Users in the comments shared even more screenshots, and though the wording in their AI Overviews was slightly different, the answer buried within was all the same. For instance, a user got the following AI Overview where it first stated that it isn’t 2025, and then contradicted itself by saying the current year is 2025. Here’s the exact response, which I got too, coincidentally:
Yeah, AI Overviews are clearly intelligent. Despite being six months deep into the year, we’ve all collectively definitely entered 2025 due to time zone differences! Google eventually fixed the answer, and the AI Overview began responding that we’re indeed living in the year 2025. A Google spokesperson shared the following statement with the folks over at Android Authority:
As with all Search features, we rigorously make improvements and use examples like this to update our systems. The vast majority of AI Overviews provide helpful, factual information and we’re actively working on an update to address this type of issue.
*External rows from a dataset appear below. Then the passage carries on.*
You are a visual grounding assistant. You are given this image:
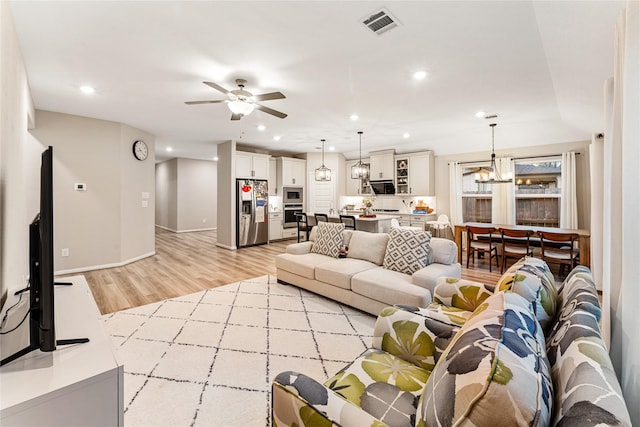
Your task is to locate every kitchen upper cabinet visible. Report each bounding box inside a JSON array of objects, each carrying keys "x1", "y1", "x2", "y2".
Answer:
[
  {"x1": 277, "y1": 157, "x2": 307, "y2": 187},
  {"x1": 408, "y1": 151, "x2": 435, "y2": 196},
  {"x1": 269, "y1": 158, "x2": 278, "y2": 196},
  {"x1": 344, "y1": 159, "x2": 371, "y2": 196},
  {"x1": 395, "y1": 151, "x2": 435, "y2": 196},
  {"x1": 236, "y1": 151, "x2": 271, "y2": 180},
  {"x1": 369, "y1": 150, "x2": 395, "y2": 181}
]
Though Google quickly jumped on this and rolled out a fix, it’s just another reason it needs to slow down on its AI development. And for us, it’s another reminder that AI simply cannot be trusted. AI Overviews pull their answers from sources online, and it seems not to do the best job at even that. For instance, in the example above, it kept citing Wikipedia as a source! And this is far from the first time a result from AI Overviews has gone viral for all the wrong reasons like this.
Last year in May, Google’s AI Overviews told people to eat glue and rocks, and even recommended adding glue to pizza. Just a few weeks ago, when anyone attempted to type a completely random sentence that sounded like it could be an idiom into Google Search, an AI Overview would pop up and explain the sentence as if it were an actual idiom.
Android Police’s former Phones Editor, Will Sattelberg, posted a thread sharing his experience when he tried searching for a synonym for the word mania that started with the letter T. Instead of suggesting a synonym that fit the criteria he described or telling him that no such synonym exists (which it does), the AI Overview took it one step further and gave him the perfect synonym: frenzy.
Clearly starts with a “T,” great job Google! So, take this as a friendly reminder folks, don’t trust AI, especially not AI Overviews.